La legge nel pensiero greco. Dalle origini ad Aristotele

La legge nel pensiero greco. Dalle origini ad Aristotele

"I greci, così gelosi della loro indipendenza, sono sempre stati fieri di proclamare la propria obbedienza alle leggi". Con questa affermazione Jacqueline de Romilly illumina con chiarezza l'oggetto del suo saggio: la dicotomia tra legge convenzionale e legge naturale, tra politica e morale. Nella Grecia antica l'obbedienza si traduce nel rispetto della volontà del popolo, poiché la legge è frutto di un patto tra gli uomini, di consuetudini e convenzioni. Proprio per questa sua specifica natura la legge greca è stata oggetto di una ininterrotta riflessione, che ha preso le mosse dal pensiero presocratico, si è affinata sotto l'influenza aristotelica per culminare nel V secolo a.C., quando furono radicalmente messi in discussione i valori e le nozioni tradizionali. Il 'punctum dolens' risiede proprio nell'essenza stessa della legge: poiché trae la propria forza da un consenso iniziale e non si fonda sulla natura, non ha alcun garante a cui potersi appoggiare. A differenza della legge ebraica, quella greca non è rivelata: non si fonda su un ordine trascendente, non è assoluta ma relativa e quindi non ha alcun valore normativo.
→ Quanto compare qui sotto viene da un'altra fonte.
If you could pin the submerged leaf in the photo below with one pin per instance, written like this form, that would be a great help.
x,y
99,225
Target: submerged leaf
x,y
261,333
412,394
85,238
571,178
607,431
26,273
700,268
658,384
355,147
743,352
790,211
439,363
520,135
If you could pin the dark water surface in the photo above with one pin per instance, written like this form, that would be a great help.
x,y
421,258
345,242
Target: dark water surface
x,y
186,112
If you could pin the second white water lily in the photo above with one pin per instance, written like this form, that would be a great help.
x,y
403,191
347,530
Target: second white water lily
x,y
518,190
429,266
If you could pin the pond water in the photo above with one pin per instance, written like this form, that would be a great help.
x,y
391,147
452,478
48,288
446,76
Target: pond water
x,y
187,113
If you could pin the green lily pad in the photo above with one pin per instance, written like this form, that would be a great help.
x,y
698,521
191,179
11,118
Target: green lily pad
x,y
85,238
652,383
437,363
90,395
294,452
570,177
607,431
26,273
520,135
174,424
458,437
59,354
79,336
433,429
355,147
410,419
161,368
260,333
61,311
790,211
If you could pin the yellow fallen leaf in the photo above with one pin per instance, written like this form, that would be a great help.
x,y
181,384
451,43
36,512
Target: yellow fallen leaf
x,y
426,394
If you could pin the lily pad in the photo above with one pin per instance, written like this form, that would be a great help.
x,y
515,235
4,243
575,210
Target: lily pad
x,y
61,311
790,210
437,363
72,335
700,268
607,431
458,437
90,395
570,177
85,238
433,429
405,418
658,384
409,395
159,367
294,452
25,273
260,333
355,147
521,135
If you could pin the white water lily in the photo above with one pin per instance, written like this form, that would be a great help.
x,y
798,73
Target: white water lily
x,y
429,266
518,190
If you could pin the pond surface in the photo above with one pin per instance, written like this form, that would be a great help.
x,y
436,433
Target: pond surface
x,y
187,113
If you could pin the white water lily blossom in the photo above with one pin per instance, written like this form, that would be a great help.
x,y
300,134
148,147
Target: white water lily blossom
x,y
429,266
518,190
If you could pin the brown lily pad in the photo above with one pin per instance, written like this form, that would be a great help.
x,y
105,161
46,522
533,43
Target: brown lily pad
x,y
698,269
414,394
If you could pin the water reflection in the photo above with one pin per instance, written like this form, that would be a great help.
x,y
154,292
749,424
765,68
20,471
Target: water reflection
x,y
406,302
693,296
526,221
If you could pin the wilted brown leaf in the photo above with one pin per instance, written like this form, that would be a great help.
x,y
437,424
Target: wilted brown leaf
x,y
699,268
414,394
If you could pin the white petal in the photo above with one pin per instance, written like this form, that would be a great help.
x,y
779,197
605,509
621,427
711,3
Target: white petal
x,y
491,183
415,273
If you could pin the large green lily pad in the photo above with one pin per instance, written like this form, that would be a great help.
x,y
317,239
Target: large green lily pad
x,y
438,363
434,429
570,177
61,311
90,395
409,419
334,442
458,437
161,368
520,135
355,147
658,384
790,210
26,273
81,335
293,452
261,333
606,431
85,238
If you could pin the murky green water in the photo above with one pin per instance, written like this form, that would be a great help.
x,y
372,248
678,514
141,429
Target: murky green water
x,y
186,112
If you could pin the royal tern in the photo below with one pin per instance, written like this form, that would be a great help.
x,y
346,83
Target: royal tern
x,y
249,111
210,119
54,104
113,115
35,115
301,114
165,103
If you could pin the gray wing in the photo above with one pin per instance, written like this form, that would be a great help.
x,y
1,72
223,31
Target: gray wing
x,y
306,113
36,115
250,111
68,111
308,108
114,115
Proprio a partire dalla crisi del pensiero giuridico e politico nella Grecia classica - un momento fondamentale per la storia della civiltà greca come per quella delle dottrine politiche in generale - Jacqueline de Romilly offre una ricostruzione di ampio respiro e indaga la genesi di idee che sono il cardine del pensiero moderno.